MU-MIMO was introduced with 802.11ac (or Wi-Fi 5), allowing multiple clients to be addressed simultaneously. When combined with OFDMA, MU-MIMO APs become more powerful by gaining the ability to serve multiple users and multiple bandwidth needs of those clients.
Re-introduction of 2.4 GHz provides additional spectrum that can be used for outdoor use cases or IoT applications. Wi-Fi 5 did not utilize the 2.4 GHz spectrum, but with OFDMA and MU-MIMO, Wi-Fi 6 hopes to unlock the full potential of the crowded 2.4 GHz spectrum by enabling more efficient performance.

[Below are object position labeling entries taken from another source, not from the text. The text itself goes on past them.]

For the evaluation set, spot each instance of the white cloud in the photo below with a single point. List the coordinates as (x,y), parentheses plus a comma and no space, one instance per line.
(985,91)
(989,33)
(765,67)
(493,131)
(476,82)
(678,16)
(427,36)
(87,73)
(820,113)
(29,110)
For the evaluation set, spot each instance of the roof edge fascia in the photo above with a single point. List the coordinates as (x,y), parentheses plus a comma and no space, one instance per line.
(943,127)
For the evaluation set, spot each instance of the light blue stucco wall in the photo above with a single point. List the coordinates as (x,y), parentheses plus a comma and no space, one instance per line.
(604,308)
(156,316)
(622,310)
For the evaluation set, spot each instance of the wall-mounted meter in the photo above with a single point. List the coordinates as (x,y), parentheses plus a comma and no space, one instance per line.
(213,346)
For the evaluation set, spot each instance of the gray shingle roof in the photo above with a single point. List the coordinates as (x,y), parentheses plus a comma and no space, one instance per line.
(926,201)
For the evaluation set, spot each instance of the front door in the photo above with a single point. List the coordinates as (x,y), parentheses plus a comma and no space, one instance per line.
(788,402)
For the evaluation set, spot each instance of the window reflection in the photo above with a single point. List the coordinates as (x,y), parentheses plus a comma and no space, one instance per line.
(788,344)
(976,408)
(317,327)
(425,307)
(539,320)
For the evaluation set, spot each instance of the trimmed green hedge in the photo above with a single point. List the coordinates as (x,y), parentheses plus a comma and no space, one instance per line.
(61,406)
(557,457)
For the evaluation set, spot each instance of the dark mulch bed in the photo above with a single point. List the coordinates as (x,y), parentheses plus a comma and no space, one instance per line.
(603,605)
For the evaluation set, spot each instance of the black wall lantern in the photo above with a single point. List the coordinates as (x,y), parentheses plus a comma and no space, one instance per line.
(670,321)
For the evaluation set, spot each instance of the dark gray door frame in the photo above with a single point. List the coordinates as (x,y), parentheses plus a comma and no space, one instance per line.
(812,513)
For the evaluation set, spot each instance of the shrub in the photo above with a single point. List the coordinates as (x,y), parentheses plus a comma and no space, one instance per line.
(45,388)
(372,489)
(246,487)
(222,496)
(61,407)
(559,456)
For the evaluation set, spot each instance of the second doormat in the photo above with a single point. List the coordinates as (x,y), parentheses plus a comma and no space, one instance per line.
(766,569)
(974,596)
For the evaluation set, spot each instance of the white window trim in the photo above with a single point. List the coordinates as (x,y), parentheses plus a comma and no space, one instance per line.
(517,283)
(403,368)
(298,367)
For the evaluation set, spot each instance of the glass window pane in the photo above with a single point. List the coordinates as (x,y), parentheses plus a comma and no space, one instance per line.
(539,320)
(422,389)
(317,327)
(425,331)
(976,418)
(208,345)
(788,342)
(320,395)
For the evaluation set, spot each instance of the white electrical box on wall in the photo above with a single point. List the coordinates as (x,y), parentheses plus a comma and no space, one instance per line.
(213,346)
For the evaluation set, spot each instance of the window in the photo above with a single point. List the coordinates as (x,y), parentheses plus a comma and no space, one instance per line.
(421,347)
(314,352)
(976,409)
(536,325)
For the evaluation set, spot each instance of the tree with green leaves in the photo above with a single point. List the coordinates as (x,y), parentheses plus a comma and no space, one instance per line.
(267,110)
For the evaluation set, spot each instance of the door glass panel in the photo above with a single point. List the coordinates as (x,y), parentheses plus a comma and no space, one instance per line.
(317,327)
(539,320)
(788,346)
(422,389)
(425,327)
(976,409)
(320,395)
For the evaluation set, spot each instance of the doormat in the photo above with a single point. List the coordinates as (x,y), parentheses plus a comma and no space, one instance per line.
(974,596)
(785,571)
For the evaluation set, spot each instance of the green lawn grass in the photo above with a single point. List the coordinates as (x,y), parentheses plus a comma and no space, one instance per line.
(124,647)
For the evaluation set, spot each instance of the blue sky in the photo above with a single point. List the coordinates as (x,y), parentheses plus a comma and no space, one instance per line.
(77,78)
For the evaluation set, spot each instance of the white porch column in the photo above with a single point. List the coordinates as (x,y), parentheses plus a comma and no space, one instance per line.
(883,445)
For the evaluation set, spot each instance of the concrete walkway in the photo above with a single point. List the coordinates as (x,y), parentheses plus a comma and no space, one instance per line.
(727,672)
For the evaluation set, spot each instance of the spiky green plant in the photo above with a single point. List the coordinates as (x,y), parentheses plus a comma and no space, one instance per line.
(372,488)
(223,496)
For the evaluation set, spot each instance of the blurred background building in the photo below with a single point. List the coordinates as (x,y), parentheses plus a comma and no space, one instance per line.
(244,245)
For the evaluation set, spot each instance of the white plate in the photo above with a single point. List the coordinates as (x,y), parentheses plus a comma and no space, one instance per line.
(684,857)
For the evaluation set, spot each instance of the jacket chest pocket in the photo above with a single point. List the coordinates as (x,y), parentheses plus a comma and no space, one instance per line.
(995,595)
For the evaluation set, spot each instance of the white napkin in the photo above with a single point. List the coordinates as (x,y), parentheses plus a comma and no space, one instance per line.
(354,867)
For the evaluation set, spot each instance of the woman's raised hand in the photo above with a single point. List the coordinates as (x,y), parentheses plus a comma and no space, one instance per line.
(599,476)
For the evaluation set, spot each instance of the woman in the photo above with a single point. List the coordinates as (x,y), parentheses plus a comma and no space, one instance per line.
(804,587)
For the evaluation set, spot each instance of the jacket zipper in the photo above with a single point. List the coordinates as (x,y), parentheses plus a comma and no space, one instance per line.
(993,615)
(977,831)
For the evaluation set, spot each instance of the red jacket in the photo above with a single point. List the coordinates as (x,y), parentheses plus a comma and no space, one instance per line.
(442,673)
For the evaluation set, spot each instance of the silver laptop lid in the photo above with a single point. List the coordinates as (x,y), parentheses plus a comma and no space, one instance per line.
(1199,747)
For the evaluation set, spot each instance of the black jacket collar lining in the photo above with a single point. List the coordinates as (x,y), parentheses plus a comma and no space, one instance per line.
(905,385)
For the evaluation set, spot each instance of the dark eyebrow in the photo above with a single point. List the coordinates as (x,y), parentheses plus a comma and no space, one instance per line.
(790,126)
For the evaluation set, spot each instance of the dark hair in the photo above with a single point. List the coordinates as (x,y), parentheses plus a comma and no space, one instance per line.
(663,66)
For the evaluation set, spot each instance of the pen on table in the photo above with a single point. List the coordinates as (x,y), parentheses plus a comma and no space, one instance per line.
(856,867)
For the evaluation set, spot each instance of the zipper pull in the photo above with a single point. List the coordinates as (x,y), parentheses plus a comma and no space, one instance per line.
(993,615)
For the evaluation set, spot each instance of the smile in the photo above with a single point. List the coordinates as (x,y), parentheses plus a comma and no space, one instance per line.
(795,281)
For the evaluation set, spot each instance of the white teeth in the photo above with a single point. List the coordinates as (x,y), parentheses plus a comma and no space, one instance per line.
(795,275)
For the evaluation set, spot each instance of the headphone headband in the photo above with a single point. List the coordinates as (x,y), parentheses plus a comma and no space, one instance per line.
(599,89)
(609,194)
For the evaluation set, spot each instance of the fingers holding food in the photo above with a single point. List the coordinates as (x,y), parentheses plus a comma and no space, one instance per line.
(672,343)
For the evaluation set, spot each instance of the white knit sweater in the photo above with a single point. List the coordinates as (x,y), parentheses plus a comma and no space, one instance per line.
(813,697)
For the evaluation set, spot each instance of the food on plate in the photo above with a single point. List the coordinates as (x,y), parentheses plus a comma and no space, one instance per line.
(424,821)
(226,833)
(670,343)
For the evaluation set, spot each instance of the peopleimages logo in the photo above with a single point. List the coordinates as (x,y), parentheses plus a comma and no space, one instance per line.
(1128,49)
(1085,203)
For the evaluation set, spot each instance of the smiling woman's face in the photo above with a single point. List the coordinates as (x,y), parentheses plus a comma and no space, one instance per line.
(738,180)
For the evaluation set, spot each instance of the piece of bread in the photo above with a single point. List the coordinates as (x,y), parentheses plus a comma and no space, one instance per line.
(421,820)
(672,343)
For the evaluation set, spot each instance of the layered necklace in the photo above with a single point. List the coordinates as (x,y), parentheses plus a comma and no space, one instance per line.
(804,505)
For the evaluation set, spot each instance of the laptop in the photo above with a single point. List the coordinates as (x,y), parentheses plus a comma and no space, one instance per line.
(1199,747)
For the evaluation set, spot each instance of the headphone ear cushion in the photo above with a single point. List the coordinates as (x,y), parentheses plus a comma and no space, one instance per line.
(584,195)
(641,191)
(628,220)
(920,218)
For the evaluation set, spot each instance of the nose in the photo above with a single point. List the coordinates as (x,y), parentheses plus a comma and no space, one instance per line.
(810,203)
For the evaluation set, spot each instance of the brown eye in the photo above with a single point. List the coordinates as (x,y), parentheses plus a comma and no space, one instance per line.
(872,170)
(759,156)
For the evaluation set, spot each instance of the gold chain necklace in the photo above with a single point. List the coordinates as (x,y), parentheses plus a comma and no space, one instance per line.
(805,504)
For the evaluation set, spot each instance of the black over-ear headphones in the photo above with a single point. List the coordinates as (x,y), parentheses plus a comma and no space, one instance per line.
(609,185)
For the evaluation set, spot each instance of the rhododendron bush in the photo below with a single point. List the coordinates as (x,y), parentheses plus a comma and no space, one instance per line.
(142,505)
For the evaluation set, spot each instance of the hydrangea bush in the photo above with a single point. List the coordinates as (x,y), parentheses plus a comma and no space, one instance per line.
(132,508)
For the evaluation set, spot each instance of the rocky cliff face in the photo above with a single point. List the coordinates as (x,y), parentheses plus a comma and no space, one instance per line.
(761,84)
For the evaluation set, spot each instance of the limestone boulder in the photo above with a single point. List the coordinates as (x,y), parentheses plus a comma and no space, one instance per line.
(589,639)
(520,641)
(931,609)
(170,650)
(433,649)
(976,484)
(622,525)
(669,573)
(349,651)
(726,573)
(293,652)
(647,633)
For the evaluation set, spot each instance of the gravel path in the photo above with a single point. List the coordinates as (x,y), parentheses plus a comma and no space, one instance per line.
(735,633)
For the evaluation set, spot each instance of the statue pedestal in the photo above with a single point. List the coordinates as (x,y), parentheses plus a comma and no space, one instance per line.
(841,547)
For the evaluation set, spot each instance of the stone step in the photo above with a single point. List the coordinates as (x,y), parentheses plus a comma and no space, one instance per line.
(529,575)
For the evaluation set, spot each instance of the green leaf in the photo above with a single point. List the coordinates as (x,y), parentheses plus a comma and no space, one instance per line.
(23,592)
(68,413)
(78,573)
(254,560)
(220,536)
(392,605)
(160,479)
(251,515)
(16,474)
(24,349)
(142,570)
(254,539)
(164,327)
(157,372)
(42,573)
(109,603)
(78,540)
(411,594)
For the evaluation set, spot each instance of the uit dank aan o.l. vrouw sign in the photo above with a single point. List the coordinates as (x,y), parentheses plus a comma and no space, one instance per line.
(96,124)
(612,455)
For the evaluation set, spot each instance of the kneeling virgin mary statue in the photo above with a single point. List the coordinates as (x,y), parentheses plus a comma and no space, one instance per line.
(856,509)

1024 QAM is a new modulation scheme that increases data rates by 25% compared to the 256 QAM technology of Wi-Fi 5. This new modulation scheme works for the 2.4 and 5 GHz spectrum.
Target Wake Time has been shown to improve battery life for Wi-Fi 6 devices by as much as 67% in industry tests. The MR45 and MR55 use TWT to negotiate wakeup times for energy-conscious Wi-Fi 6 mobile and IoT devices so they can sleep soundly, while conserving energy.
The new Wi-Fi 6 compatible MR45 and MR55 will be able to efficiently send lots of packets! By combining the Meraki Wi-Fi 6 access points with our new access and aggregation switches, network admins can rest easy knowing they’ve reduced any chance of bottlenecks in the network.